The sharp reduction in sales and income tax in November and December took town officials by surprise, after what had looked like the start of a recovery in October.
As a result, even using all of a budgeted $1-million loan from the water department will still leave a projected $1.6-million deficit.
The council unanimously approved Town Manager Debra Galbraith’s recommendation on the furloughs Thursday night. That should save about $750,000 between now and June.
Then the council scheduled a special session for next Wednesday to figure out how to shave another $750,000 from this year’s budget.
“The state budget meltdown has not left us the luxury of postponement,” said Mayor Kenny Evans in support of the immediate furloughs — which will send even police officers and firemen home two days a month without pay.
“We have no other options big enough to deal with the crisis we are facing,” said Evans. “We realize the pain it causes anytime we have a reduction or a furlough and we understand the multiplier effect it has on the community. But bad as it is, it is determined by the numbers we see coming back from the state.”
The biggest hit in the $13.5 million general fund budget came in the form of local sales tax collections, which have lagged 15 percent or about $900,000 behind budget projections made back in June.
State shared sales tax — collected by the state and distributed based on population — is $121,000 behind projections.
The town has suffered even from plunging auto sales, with tax revenues about $106,000 behind projections.
The share of money the state gets from income taxes dropped 10 percent — a $158,000 hit. State payouts to local government income taxes lags more than a year behind collections so the income tax revenues held up well as the recession started, but now are reflecting the downturn. Because of that lag, income tax revenue will remain low even a year after the economy actually recovers.
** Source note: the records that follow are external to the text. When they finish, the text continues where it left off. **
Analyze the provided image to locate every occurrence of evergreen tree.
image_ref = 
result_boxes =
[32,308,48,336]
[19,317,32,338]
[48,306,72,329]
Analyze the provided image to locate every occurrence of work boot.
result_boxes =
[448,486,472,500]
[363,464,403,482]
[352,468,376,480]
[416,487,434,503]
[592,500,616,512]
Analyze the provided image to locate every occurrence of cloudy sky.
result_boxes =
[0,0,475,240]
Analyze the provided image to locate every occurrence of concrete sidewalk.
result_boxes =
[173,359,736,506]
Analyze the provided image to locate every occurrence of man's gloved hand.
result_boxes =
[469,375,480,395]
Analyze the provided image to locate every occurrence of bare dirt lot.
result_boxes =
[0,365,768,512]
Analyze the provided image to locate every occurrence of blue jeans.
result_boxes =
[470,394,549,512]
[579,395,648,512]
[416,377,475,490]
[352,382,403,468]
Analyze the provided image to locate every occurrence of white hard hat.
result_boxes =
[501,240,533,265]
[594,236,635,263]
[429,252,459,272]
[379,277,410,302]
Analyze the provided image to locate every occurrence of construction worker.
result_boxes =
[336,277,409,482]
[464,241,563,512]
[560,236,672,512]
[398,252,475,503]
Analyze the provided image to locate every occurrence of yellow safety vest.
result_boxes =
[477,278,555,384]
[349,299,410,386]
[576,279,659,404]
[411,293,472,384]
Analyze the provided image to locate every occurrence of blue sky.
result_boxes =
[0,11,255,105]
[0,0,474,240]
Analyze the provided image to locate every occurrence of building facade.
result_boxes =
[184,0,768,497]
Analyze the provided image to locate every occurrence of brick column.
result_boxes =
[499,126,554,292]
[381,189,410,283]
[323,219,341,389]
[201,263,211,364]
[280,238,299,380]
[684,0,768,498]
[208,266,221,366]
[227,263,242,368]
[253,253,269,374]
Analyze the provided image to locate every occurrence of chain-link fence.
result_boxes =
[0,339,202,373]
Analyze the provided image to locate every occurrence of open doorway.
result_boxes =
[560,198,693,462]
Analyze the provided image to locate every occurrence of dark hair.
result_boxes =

The bleak numbers in November and December snuffed out hopes of an early recovery in town revenues inspired by the October jump.
“Back in October it was like, ‘wow, we’ve turned the corner,’” said Evans. “Unfortunately for us, we turned the corner for one month.”
In a council study session before the meeting, Galbraith laid out some options for closing the budget gap. The town has little ability to raise more revenues by increasing taxes mid year and has already raided the water department’s reserve funds for a $1 million loan.
The town’s payroll runs to almost $8 million annually. The two-day-a-month furloughs for half a year will save about $600,000 to $750,000.
The council asked Galbraith to work out the details of some of the other options before next Wednesday.
The budget report presented on Thursday estimated that a 5 percent, across-the-board pay cut would save another $183,000 to $247,000.
Much of that would come from police, with its $1.8 million in annual salaries and the fire department with an annual payroll of $1.3 million — with another $400,000 for police and fire dispatchers. Those two departments account for nearly half of the town’s payroll.
The town could also eliminate all part-time and temporary workers, which would mostly affect the parks department and the fire department’s on-call program. That would save about $123,000.
The town could also change various employee benefits, like boosting the share of the health insurance plan workers would pay out of their own pocket from 19 to 25 percent. That would save about $80,000 in six months.
The budget estimates also raised the specter of reducing contracts with community agencies, like the Payson Senior Center and the Humane Society of Central Arizona. The town currently has yearly contracts with the Humane Society for about $89,000 and some $138,000 with an array of other groups.
Evans said the council at present hopes to leave intact a roughly $650,000 fund balance for emergencies through the end of the year.
Bleak budget predictions for local government issued by State Treasurer Dean Martin proved the last straw for the council hoping for an improvement in tax revenues in a recovery that at least in Rim Country has failed to boost sales.
“Our biggest problem,” said Evans, “isn’t that we don’t have outsiders coming into town and spending money — it’s that our local residents are going to the market and spending $50 when they used to spend $100 — and that becomes a self-fulfilling prophecy.”